Faut dire qu'elle lui trouve un de ces charmes...! Avec son tube cathodique au galbe parfait, son clavier ALPHA-numérique et son sourire tendrement pathétique, il les fait toutes craquer... Ça, c'est le minitel de bureau.

Le minitel "à la maison", lui, est tout autrement considéré, ses maîtres -ou maîtresses- l'ont installé dans le salon, entre le téléphone et la cheminée ronflante. De là, il veille sur la famille d'un regard attendri, rendant tous les services pour peu qu'on sache faire vibrer ses touches sensibles. Parfois, le soir, ses maîtres l'attirent jusque dans leur chambre. Faut dire que généralement le maître est seul... Il prend alors un grand plaisir à se pelotonner contre lui et ils passent ainsi la nuit à se regarder dans le gris des écrans en s'échangeant des mots doux ou drôles. Au rythme du claquement des doigts sur un clavier. Bien sûr, il n'a pas la chance de passer toutes ses nuits avec son maître mais il est bien rare qu'il n'ait pas à manger au moins une ou deux fois par jour. Ne serait-ce qu'un léger en-cas: le temps pour son maître de faire un petit tour dans sa Bal et de répondre au courrier...

Le minitel "à la maison" ne redoute pas la solitude des week-ends. On peut même dire -et je ne m'en prive pas- qu'il connait des fins de semaine particulièrement chaudes. Certaines même particulièrement torrides. Tout dépend des maîtres en questions.

Mais qu'il soit de bureau ou à la maison, l'animal affiche toujours le même calme, la même sérénité. Le minitel est essentiellement un être placide. Il sait être sérieux quand on l'interroge sur les horaires des trains, amusant quand on le défie au black-jack et de compagnie agréable quand on a simplement envie de dialoguer sympa. Ce qui ne l'empêche pas parfois d'aller jusqu'à rosir...

C'est d'ailleurs dans ces moments-là qu'il réclame le plus de nourriture.
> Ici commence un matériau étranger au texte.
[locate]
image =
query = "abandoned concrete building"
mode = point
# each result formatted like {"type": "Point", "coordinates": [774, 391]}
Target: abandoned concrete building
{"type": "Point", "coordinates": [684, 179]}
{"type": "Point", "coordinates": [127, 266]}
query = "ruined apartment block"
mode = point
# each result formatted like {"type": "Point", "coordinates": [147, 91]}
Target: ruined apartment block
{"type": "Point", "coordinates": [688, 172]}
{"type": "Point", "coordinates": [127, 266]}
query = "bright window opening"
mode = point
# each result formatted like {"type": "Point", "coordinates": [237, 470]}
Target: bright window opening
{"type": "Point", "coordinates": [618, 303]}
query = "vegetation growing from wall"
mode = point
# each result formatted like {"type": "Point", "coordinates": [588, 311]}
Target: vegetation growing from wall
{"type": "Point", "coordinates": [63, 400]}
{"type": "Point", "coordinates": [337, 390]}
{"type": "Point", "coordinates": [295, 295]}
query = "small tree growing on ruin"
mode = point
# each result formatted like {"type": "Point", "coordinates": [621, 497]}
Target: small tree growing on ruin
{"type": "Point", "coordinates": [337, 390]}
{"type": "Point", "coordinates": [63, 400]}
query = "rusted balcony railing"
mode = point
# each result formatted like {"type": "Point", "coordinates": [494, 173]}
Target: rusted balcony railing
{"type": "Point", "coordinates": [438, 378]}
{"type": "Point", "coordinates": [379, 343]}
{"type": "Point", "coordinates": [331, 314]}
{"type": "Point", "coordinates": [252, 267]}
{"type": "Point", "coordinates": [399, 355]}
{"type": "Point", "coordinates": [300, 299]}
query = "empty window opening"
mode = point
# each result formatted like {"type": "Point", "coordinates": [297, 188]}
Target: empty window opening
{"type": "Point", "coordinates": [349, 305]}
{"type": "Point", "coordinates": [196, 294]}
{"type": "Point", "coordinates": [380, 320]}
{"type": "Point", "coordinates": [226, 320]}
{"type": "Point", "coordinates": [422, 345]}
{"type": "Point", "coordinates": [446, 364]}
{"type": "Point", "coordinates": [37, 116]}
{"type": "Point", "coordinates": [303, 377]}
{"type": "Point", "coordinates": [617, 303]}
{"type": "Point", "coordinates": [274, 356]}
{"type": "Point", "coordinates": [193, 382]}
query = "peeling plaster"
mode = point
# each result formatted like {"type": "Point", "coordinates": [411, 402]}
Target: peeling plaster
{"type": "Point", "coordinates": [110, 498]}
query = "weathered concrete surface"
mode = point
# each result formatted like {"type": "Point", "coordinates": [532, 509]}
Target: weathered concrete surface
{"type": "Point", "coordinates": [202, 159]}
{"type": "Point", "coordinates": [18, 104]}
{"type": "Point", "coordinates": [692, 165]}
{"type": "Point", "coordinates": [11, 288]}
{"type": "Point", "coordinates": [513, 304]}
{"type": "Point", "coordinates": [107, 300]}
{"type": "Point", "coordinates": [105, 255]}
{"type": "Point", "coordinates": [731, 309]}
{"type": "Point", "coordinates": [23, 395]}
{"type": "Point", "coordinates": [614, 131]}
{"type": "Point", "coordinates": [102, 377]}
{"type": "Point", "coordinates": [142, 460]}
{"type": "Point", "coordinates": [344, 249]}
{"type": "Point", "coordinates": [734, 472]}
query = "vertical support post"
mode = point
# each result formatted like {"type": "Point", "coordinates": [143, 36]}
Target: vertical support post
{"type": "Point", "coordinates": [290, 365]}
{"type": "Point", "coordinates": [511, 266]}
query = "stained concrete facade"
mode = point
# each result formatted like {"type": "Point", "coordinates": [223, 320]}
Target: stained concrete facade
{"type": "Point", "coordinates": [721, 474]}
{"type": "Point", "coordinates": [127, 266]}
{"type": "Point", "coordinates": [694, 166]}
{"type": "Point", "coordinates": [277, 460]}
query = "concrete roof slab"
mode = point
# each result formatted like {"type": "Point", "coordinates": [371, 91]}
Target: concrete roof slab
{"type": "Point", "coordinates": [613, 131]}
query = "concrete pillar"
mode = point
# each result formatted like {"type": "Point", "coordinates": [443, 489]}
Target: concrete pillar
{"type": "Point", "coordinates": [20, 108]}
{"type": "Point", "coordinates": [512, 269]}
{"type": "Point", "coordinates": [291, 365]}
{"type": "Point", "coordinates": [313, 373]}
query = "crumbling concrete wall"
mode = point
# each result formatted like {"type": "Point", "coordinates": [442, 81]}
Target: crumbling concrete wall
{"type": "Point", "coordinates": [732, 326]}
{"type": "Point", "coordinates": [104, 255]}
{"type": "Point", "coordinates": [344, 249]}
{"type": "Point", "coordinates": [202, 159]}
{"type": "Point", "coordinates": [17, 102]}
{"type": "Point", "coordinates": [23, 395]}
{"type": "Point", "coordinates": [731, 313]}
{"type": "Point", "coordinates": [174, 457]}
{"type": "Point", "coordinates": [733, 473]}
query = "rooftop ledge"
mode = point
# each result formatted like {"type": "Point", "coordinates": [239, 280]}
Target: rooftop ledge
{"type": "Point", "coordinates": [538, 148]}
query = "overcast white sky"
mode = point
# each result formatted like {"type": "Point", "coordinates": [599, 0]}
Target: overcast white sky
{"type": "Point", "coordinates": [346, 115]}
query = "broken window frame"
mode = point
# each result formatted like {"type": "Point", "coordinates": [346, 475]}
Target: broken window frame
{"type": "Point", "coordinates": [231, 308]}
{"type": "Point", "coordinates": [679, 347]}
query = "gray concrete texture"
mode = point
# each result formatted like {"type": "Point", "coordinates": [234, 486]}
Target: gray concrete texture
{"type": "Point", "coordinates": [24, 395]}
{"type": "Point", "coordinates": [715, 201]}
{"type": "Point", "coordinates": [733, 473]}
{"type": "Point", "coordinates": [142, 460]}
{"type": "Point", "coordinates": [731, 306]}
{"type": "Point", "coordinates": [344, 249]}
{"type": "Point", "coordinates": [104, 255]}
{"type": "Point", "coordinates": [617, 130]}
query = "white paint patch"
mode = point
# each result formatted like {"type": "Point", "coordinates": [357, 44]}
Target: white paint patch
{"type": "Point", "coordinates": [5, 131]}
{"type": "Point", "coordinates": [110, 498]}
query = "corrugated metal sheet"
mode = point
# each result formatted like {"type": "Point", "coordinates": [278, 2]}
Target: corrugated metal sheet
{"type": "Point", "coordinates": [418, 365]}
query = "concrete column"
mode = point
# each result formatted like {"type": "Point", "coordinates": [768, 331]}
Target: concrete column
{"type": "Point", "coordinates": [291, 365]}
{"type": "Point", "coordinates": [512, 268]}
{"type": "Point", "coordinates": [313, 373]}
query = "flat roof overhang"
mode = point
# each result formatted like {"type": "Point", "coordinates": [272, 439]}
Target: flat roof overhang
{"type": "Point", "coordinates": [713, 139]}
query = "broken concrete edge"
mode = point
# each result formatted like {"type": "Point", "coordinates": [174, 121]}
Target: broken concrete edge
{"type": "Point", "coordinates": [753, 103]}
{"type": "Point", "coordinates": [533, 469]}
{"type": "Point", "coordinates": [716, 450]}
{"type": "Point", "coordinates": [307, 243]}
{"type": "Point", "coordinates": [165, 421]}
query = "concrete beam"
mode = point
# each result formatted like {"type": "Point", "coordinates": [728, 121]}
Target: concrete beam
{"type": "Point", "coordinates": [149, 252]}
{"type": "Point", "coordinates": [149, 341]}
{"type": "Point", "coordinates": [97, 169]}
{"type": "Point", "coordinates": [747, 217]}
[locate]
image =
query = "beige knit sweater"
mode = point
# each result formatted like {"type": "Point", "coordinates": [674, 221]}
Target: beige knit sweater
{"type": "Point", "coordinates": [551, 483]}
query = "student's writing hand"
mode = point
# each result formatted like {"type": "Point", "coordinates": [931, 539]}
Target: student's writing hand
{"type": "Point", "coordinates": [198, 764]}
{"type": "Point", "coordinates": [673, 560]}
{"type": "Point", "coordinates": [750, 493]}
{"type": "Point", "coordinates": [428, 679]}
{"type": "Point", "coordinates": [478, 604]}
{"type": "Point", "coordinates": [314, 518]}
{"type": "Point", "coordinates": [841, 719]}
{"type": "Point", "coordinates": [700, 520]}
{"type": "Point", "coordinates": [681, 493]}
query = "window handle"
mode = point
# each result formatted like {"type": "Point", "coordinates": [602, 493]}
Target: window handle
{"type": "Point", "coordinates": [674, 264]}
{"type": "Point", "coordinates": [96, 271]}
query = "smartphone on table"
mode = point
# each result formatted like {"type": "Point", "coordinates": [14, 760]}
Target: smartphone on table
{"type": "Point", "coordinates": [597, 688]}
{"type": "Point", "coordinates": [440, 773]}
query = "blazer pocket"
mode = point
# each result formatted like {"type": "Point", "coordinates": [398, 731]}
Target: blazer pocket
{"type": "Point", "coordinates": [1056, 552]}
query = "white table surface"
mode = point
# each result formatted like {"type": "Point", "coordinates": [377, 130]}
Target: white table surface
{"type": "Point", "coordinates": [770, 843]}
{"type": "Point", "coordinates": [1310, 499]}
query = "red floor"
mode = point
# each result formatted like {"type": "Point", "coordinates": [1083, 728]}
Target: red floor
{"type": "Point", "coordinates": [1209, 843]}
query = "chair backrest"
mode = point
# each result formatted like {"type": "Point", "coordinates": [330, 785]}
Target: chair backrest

Tel le porcelet succionnant la mamme de la truie, rien ni personne ne saurait l'écarter. Il tête, tête et tête encore des heures durant. Le maître ne parvient qu'avec difficulté à le déconnecter en lui administrant un gifle sur la partie la plus sensible de son individu: la touche Cx/fin.

Alors, comme pour le remercier de le ramener à la vie, le téléphone pousse un petit cri, un petit hoquet de remerciement et de gratitude reconnaissante. Il va pouvoir re-sonner en toute liberté.